Peter Dutton unloads on Queensland Premier Steven Miles as ‘not fit’ to lead after video emerged of him giggling at question about youth crime problem
Federal Liberal Leader Peter Dutton has branded Steven Miles ‘not fit for the job’ after the Queensland Premier laughed off a question about the state’s youth crime crisis.
Mr Miles was heavily criticized for his laugh, just days after the high-profile murder of a 70-year-old woman in front of her granddaughter at a shopping centre.
A 16-year-old youth has been charged with murder against police advice, after being granted bail on a previous offence.
Mr Dutton said Queenslanders were facing a serious crime endemic that called for a leader who could “stand up” and “provide support”.
Opposition Leader Peter Dutton has questioned Steven Miles’ suitability for the job of Queensland Premier
“This is one of the most emotive and serious issues in Queensland at the moment,” Mr Dutton told 2GB.
“And if the Premier in the first instance does not have the ability to conduct himself with decency and dignity and respect, then he is not fit for the job.”
Facing a barrage of criticism, Mr Miles said he had been misrepresented, had not laughed off the grandmother’s murder, and said suggestions he had been ‘respectful’.
“No one in Queensland, myself included, is laughing at this tragedy,” Mr Miles wrote in an X post.
“A family and a community are grieving. Sensational headlines and misrepresentations have no place in Queensland this week.’
Unconvincingly, Mr. Dutton doubled down on his attack on the prime minister, accusing him of fabricating an excuse to cover his tracks.

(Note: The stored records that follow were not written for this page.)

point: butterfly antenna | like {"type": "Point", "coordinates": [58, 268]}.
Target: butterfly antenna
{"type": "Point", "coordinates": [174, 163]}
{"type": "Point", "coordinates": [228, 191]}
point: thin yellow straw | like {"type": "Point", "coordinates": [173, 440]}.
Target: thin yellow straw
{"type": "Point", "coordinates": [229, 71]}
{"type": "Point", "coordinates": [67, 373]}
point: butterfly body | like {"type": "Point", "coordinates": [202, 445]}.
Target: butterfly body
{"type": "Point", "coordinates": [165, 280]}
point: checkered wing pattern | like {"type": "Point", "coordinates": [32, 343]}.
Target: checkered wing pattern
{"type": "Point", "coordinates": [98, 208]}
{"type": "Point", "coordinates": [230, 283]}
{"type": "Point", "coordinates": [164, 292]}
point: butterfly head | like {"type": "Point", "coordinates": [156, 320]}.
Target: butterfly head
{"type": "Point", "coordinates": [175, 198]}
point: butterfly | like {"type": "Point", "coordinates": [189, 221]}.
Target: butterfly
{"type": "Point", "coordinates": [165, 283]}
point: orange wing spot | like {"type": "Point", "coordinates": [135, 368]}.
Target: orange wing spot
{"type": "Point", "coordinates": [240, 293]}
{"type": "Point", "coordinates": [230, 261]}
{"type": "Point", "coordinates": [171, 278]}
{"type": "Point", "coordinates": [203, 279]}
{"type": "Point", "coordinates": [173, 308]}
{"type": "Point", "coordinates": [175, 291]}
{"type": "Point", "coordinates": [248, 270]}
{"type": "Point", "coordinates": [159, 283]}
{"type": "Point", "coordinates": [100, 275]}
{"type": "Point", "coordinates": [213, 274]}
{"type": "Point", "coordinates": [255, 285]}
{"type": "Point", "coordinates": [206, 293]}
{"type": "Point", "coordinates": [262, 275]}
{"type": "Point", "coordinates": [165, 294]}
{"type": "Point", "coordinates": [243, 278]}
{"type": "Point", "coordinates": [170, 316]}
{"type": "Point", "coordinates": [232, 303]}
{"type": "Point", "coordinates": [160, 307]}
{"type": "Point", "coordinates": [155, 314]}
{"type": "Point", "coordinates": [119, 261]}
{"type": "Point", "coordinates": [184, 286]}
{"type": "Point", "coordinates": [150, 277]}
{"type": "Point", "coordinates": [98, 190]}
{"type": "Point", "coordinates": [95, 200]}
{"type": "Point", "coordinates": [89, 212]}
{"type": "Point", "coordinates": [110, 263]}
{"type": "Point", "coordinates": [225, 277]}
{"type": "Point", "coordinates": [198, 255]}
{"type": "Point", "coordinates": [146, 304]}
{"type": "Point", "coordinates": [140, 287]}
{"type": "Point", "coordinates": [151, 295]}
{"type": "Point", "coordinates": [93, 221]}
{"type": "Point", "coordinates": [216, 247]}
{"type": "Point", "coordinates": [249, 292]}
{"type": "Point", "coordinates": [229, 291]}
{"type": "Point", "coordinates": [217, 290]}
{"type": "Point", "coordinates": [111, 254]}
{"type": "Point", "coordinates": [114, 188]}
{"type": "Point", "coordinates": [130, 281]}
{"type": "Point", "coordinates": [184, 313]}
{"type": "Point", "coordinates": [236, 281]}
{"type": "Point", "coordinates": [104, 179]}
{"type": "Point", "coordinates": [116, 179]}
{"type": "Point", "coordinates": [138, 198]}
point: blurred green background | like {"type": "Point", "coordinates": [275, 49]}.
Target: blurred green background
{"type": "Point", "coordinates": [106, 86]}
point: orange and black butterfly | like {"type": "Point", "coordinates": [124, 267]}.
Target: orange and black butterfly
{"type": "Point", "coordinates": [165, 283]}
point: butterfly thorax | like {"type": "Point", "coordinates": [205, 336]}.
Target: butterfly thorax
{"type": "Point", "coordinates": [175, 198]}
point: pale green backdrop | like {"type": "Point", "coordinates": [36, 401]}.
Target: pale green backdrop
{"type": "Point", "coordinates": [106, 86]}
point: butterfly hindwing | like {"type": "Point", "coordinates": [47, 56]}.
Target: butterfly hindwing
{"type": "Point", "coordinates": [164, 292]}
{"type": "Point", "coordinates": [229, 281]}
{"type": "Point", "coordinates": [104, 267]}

Mr Miles chuckled when asked a question about Queensland’s youth crime and a summer booked by murders
“It compounded his problem and what made his position now untenable is that he made up this story that he actually wasn’t laughing at,” Mr Dutton said.
Queensland Police Union president Ian Leavers earlier said Queensland had a ‘bail problem’ and a ‘judge problem’, while claiming the judiciary was ‘out of touch’.
The Queensland Police Union is calling for ankle bracelets and deportation to be considered as a series of new powers to tackle the state’s worsening youth crime crisis.
“These latte-sipping judges who live in wealthy inner-city Brisbane suburbs have no connection to the average Queenslander,” Mr Leavers said.
‘So this is a start. We must hold them accountable now. Bail is a privilege, not a right.’
He argued an ankle bracelet was a fair trade-off because he was given the privilege of serving time in the community rather than behind bars.
Grandma Vyleen White was allegedly fatally stabbed by five youths at a shopping center in Ipswich on Saturday.
Mr Leavers went on to claim that the rights of the offender were too often prioritized over the victim, and criticized judges for stopping media coverage of court cases to ease the discomfort of offenders.
‘I’m sorry, but what about a 70-year-old lady who was killed while her six-year-old granddaughter was there? Where are her rights and the rights of the family?’ he said.
The uproar comes after Acting Magistrate Robert Turra barred reporters from covering a trial into the alleged murder of grandmother Vyleen White, arguing that the media’s presence in court could be ‘detrimental’ to the 16-year-old boy from be charged with the crime.
The 70-year-old was allegedly stabbed to death at the Redbank Plains shopping center in Ipswich on Saturday.
Police have charged five children in connection with the alleged attack, including a 16-year-old Bellbird Park boy who has been charged with murder.
Mr Miles agreed that magistrates had been too cautious when they prevented reporters from covering high-profile cases, suggesting it had hampered proper ‘scrutiny’ of the court process.
“Magistrates err too much on the side of not allowing journalists in,” he told the Queensland Media Club on Tuesday.
Mr Miles also proposed deportation for foreign visitors who have committed serious crimes and have completed their prison terms.
‘No more molycoddling these people and telling them they have rights. Well, they lose their rights when they commit serious crimes,’ he said.
“I know it’s extreme, but we have real problems and we have to deal with a generation where we have problems. But I will say this, the police and the government cannot be the parents of every child in this state.
“We actually need our parents to do their jobs.”